Hello, I was diagnosed with lupus last September but probably had it for at least 11 years prior, my first high ANA was in 2001 and I also started with arthritis back then. Over the years the symptoms have increased including a stroke in June 2008 and, starting last summer, the dreaded skin rash from being in the sun though it's only on my arms and chest, not my face. I live in Southern California and have always been a beach girl, love the pool and swimming, and lived in Florida for 18 years where we spent every chance we could out in the boat. Now the sun is my enemy.
Now ... life pretty much sucks but I really can't complain to anyone in my life because I don't look much different. I broke my foot when I had the stroke and go SO MUCH attention from having a cast on my leg and that never even hurt one bit! I suffer with constant headaches, pains in every inch of my body, but because I look normal, everyone in my family acts as if I am only seeking attention (which is laughable because they shun me, they don't give me any attention), trying to get out of work, or some other imagined incentive. I have learned to live with the aloneness but there are days, like today, when I just can't help but cry.

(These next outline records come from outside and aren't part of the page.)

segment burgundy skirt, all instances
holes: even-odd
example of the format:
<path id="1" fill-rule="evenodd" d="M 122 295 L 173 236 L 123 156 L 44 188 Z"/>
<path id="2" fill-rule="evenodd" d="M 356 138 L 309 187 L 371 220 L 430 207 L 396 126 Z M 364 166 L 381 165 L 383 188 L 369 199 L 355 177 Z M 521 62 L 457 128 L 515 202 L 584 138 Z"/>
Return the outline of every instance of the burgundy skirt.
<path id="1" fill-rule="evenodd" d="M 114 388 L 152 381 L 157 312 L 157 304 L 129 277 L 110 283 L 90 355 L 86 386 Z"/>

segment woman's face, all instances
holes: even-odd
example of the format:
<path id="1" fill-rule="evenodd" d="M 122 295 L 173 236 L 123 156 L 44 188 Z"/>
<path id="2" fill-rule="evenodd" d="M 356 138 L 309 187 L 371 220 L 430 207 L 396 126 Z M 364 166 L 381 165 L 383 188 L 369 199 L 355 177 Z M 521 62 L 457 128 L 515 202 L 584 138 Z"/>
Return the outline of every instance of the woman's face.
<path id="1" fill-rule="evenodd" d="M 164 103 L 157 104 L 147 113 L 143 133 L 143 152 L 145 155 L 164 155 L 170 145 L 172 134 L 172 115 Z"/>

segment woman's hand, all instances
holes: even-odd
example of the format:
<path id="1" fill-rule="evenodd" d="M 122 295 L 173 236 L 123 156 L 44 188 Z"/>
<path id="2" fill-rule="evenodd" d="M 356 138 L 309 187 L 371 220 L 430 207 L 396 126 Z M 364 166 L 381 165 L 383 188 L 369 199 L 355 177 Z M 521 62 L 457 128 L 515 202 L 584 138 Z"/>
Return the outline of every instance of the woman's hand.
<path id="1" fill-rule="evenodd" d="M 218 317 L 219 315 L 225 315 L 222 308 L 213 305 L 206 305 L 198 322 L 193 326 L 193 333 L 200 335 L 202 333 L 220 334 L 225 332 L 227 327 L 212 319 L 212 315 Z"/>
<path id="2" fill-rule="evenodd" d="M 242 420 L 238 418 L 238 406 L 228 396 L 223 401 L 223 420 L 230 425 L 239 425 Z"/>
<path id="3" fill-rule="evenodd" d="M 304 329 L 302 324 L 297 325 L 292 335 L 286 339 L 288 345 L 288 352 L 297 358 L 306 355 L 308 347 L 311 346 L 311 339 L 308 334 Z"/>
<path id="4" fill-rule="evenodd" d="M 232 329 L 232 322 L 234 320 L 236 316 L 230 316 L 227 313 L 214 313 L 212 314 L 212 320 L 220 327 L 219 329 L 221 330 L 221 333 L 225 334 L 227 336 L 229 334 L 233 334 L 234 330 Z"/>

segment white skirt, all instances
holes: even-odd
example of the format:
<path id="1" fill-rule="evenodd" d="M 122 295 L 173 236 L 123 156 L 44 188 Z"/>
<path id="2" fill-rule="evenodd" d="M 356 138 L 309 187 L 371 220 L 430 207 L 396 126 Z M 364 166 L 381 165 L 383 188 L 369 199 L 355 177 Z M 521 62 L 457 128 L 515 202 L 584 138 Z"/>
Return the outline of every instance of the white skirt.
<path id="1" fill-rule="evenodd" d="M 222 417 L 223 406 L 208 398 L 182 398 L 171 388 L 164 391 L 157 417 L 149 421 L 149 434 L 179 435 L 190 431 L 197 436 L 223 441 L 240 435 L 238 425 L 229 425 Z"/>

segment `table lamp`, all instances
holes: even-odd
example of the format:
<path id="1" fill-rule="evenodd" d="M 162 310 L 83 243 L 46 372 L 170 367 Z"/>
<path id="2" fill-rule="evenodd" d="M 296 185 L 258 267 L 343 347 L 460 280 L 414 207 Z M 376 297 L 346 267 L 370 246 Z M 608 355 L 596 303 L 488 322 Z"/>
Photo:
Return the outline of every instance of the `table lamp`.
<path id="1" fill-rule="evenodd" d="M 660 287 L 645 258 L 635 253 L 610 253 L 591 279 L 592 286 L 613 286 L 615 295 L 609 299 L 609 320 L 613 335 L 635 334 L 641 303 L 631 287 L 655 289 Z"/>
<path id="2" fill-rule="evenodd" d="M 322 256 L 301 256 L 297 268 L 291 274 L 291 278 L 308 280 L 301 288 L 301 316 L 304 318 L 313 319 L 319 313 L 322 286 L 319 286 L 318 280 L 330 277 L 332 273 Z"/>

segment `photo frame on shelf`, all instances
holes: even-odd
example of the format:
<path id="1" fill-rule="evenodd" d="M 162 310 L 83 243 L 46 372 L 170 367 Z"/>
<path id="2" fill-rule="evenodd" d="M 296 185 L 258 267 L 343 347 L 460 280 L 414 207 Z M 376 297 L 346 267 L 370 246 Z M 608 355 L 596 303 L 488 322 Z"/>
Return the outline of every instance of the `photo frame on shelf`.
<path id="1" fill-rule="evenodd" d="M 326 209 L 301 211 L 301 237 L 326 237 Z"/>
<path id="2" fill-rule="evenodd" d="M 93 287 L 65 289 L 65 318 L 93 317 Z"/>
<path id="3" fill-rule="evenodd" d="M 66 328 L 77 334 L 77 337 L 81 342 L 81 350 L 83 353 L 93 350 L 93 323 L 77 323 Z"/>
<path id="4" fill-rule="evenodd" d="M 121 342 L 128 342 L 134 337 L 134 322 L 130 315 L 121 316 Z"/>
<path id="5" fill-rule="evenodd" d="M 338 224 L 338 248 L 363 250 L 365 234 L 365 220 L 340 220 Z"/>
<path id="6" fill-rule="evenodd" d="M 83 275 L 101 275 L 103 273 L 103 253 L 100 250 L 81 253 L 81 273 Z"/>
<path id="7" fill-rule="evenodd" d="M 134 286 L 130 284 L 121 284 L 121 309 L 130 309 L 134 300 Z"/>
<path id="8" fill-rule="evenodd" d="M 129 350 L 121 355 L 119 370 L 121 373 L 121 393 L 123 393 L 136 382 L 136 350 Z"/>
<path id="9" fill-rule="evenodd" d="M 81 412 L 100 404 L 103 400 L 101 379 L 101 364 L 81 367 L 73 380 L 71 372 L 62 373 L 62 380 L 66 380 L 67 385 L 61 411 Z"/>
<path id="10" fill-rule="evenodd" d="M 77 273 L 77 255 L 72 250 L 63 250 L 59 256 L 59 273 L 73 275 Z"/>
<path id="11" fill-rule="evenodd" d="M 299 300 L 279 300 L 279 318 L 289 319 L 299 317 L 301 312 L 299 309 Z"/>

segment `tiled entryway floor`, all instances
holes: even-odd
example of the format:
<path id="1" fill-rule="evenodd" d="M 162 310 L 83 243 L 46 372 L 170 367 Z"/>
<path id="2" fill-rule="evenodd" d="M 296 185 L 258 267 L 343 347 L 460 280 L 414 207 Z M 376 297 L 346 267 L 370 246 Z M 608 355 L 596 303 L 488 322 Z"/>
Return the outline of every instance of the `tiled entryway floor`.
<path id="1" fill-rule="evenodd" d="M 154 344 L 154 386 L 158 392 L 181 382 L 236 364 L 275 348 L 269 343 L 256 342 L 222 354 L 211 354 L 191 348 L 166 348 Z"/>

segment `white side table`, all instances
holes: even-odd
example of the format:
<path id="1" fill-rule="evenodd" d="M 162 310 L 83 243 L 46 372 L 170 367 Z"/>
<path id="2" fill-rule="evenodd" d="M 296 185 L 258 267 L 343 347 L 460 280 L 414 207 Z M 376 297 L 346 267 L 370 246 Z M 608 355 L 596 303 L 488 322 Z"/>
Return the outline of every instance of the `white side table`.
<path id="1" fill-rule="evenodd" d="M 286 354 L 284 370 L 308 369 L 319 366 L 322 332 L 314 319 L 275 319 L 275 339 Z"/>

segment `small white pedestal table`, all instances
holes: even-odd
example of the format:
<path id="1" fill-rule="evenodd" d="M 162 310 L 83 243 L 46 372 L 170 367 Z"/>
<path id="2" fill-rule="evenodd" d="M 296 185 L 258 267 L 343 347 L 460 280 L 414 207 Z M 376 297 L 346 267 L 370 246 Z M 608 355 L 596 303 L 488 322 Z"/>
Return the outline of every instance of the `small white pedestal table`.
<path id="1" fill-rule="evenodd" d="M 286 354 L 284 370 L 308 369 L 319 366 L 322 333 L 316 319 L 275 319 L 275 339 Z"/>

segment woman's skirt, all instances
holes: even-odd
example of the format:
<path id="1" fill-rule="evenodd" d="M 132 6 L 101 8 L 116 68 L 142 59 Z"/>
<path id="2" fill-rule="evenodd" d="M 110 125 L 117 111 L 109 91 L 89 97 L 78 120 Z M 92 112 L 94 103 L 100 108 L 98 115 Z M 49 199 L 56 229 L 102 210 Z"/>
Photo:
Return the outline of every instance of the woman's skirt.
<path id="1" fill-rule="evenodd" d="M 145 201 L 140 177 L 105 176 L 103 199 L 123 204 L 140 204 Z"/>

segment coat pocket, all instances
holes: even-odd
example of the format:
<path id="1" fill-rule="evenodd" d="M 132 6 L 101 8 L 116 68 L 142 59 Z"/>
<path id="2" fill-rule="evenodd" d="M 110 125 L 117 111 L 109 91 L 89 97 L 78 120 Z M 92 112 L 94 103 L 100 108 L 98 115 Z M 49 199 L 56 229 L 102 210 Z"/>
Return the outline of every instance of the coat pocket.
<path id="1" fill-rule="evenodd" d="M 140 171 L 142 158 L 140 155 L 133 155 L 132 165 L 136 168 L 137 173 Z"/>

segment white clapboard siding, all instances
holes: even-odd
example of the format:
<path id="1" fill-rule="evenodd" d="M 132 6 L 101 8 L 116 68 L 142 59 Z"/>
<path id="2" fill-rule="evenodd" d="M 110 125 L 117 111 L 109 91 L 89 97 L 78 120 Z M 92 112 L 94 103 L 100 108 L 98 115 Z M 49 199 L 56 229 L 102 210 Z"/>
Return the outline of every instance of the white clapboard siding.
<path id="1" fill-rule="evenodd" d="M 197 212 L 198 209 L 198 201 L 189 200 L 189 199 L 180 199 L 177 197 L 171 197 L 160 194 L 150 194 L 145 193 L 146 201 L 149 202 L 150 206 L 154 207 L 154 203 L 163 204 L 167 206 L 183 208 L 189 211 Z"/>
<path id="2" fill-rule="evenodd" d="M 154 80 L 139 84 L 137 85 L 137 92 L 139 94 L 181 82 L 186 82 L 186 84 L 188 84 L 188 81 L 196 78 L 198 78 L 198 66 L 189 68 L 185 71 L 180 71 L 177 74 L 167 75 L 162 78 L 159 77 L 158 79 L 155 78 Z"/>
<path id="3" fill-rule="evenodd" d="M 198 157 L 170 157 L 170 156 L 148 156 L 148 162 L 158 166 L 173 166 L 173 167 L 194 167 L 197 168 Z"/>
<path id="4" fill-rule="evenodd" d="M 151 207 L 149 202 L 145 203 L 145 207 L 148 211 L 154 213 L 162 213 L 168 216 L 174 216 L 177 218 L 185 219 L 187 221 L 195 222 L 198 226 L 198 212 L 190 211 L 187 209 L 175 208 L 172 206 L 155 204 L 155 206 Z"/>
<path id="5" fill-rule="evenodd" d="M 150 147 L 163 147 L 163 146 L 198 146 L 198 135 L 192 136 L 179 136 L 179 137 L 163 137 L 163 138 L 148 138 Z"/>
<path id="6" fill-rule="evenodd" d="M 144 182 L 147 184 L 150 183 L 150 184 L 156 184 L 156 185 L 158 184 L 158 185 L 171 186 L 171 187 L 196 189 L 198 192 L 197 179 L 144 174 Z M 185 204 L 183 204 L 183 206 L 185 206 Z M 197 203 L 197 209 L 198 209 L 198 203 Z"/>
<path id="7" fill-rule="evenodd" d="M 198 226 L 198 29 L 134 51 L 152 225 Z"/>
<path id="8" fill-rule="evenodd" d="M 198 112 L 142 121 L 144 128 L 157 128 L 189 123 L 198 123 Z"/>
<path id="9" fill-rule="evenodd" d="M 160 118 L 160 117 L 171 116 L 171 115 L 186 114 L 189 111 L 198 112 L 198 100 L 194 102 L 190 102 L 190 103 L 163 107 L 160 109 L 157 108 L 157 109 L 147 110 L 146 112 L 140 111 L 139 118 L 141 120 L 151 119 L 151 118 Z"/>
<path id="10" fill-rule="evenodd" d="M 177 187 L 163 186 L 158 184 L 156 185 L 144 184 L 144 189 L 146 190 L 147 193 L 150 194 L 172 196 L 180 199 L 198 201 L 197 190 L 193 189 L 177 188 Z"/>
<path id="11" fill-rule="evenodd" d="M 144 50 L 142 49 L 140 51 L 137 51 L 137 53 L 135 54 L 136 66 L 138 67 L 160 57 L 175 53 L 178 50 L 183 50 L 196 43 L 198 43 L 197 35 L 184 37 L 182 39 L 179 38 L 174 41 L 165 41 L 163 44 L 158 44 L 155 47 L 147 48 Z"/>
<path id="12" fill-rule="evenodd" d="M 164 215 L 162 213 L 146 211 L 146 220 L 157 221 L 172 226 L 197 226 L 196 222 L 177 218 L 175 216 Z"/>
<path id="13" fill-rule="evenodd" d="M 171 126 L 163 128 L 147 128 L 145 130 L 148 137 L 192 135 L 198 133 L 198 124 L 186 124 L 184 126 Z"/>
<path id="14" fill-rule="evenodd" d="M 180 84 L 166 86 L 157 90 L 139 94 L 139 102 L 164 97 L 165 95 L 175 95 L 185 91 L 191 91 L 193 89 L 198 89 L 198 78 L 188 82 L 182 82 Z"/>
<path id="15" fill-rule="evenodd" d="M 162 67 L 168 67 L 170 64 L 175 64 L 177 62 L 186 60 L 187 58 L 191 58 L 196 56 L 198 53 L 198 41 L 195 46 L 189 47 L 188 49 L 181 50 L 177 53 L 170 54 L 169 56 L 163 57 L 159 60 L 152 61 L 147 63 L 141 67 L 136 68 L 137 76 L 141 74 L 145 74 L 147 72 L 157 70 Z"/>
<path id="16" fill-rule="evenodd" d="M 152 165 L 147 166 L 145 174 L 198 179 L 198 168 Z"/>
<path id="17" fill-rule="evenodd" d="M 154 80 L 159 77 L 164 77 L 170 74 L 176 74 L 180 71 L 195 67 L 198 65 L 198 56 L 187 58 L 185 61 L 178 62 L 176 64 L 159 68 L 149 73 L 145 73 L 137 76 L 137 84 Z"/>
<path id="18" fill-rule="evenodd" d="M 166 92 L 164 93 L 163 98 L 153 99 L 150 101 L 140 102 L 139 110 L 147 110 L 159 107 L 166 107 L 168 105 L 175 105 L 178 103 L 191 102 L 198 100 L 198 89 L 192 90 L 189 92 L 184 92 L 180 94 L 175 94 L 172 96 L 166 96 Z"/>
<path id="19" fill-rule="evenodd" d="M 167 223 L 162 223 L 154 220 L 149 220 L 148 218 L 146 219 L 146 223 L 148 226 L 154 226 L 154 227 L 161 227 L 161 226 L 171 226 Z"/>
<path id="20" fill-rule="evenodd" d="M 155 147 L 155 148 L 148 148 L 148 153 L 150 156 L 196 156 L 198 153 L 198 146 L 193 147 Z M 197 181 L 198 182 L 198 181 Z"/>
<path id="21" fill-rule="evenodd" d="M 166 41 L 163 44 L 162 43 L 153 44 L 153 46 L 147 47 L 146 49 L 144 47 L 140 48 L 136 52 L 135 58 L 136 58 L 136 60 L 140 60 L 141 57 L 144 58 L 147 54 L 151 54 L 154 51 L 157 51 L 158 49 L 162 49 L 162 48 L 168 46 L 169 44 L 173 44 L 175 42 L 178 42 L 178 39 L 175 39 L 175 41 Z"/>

I think the worst thing is when I read here and although many of you suffer with even worse issues than me, my husband did not stay by my side. There were many mornings that he physically picked me up and carried me into a hot shower where I sat huddled, allowing the hot water to pour down the top of my head; we spent long hours in the ER in the middle of the night; there were seemingly endless and expensive doctor visits where they shook their heads and could not give me an answer until finally, my husband started seeing another woman and we divorced. That was worse pain than the lupus could ever cause me and yet indirectly it was because of the lupus.
About that time my only child (grown) moved back to California to be near the rest of the family, so I decided it was pointless for me to stay in Florida alone, so I moved here too. It was here that I finally got my diagnosis. I've had supermarket clerks and complete strangers in doctor's waiting rooms show such compassion and kindness if lupus comes into the conversation that it's all I can do not to burst into tears at why my own family does not show any at all but rather they are judgement and tell me I just need to "take and aspirin" or "take a walk and stop thinking about yourself" or "I get sick too but I don't let it keep me down." I am not one to sit in the corner and complain about how sick I am; I do just the opposite because I don't want people to feel sorry for me but it seems that none of them even care enough to type "lupus" into Google to find out what I'm coping with here. It just makes me sad that I went from a happy woman and homeowner who worked hard and had a garden and went camping and boating with the love of my life, to a pathetic woman who lives alone in a dark little apartment and really has no one who understands. Or apparently cares enough to understand.
Thanks for letting me vent. I figure that if anyone would understand, it would be you folks.